The lyrics have been translated into other languages and modified slightly to fit rhythmic and cultural requirements. It is still sung as a children's song to the same tune.
- An Egyptian Arabic version of the song exists, with Geddo Ali (Grandpa Ali, Egyptian Arabic: جدو على) being the farmer character.
- The Italian version is Nella vecchia fattoria (In The Old Farm). The farmer is Zio Tobia (uncle Tobias).
- The German version is Old MacDonald hat 'ne Farm (short for eine Farm), keeping the English name of the farmer, and translating the rest quite literally.
- In Spanish it is En la granja de Pepito or En la vieja factoría.
- In Danish it is Jens Hansen havde en bondegård (literally "Jens Hansen had a farmyard") and in Swedish it goes Per Olsson hade en bonnagård.
- In Portuguese, the most common version is Na quinta do tio Manel (meaning "On the farm of Uncle Manel"), with alternate versions Seu Lobato tinha um sítio or even O velho McDonald tinha uma fazenda (literally "Old MacDonald Had a Farm").
- In Polish it is Stary Donald farmę miał (meaning "Old Donald had a farm") or Pan McDonald farmę miał (meaning "Mr. McDonald had a farm").
- In French, La Ferme à Mathurin (literally "Mathurin's Farm").
- In Turkish version "Ali Baba'nın Bir Çiftliği Var" (literally: "Ali Baba Has A Farm")

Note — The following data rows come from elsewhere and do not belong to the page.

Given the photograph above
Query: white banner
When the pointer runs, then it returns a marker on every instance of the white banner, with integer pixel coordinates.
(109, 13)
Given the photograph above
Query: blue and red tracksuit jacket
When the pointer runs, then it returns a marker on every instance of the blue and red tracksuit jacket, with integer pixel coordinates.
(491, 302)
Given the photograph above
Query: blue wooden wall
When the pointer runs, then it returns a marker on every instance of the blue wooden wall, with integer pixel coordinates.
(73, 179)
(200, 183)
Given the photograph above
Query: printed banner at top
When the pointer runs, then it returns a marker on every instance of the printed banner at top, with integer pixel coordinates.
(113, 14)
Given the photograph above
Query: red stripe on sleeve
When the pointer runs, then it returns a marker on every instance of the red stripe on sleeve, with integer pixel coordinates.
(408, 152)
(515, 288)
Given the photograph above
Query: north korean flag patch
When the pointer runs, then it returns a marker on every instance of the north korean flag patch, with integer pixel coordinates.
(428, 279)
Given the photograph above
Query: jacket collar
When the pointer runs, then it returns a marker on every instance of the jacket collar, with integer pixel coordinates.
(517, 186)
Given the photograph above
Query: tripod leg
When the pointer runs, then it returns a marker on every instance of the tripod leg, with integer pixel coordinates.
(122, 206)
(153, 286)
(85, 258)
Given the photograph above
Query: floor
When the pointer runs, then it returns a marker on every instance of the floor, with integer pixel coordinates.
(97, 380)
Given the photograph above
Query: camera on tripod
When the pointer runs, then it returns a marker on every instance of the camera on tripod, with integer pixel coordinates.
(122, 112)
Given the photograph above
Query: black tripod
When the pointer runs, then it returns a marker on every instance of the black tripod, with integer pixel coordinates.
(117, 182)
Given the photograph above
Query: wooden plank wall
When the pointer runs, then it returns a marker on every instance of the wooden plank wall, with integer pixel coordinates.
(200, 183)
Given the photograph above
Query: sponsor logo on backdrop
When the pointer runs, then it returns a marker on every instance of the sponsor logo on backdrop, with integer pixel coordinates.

- In Slovene version Na kmetiji je lepo (literally: On a farm it is beautiful), it can be a children's song, a naughty song or, at least in some versions of the song, the lyrics have been made from childish into vulgar, like a drinking song.
- In Hebrew לדוד משה הייתה חווה (LaDod Moshe hayta hava) or Uncle Moshe Had a Farm. This version was translated by Avraham Broshi.
- In Chinese there are several versions of the song in same tune. The most popular is 王老先生有块地 (Wáng lǎo xiānshēng yǒu kuài dì), or Old Mr. Wang Had Some Land.
- In Japanese version ゆかいな牧場 (Yukai-na Makiba, literally: "Happy Farm"), Ichiro, Jiro and Saburo are the farmers who have animals.
- In Japanese version マックのおじさん (Makku no Ojisan, literally: "Old man Mac"), sounds playfully like the Western version.
- In Kansai Japanese, there is a parody song called 大阪うまいもんの歌 (Osaka Umaimon no Uta, literally: "Yummy foods in Osaka") made by an Osakan puppet play troupe in 1993.
- In Serbian Svako jutro jedno jaje organizmu snagu daje (One egg per day gives the strength to human organism) has the same melody.
- In Korean version '그래 그래서' (geulae geulaeseo, literally: "So And"). Old Mr. Park had a farm and animals.
- In Finnish version "Piippolan vaarilla oli talo" (literally: "Grandpa Piippola had a house")
The oldest version listed in The Traditional Ballad Index is the Sam Patterson Trio's "Old MacDonald Had a Farm," released on the Edison label in 1925. This was followed by a version by Gid Tanner & His Skillet Lickers, "Old McDonald Had a Farm" (Columbia Records, 1927) and "McDonald's Farm" by Warren Caplinger's Cumberland Mountain Entertainers (Brunswick Records, 1928). In 1954, the composition was arranged for accordion sextet and recorded for RCA Thesaurus transcriptions by John Serry, Sr. in the United States.
Other popular versions are by Frank Sinatra (Capitol, 1960), Harry Connick Jr., Elvis Presley (in his movie Double Trouble), Nat King Cole, Alvin and the Chipmunks, Ella Fitzgerald (on her 1967 Verve album Whisper Not)., Flatt & Scruggs, Spike Jones and his City Slickers, The Three Stooges, Sesame Street cast, Gene Autry, The Kelly Family and Nikki Yanofsky.
The multi-platinum selling Kidsongs version recorded "A Day At Old MacDonald's Farm" for video and CD release in 1985. The Australian children's television show Play School recorded a version of this song on the album, There's A Bear In There. A rock'n'roll version was recorded by the Isley Brothers in the 50s and in 1961 it became an instrumental by the Piltdown Men as McDonald's Cave.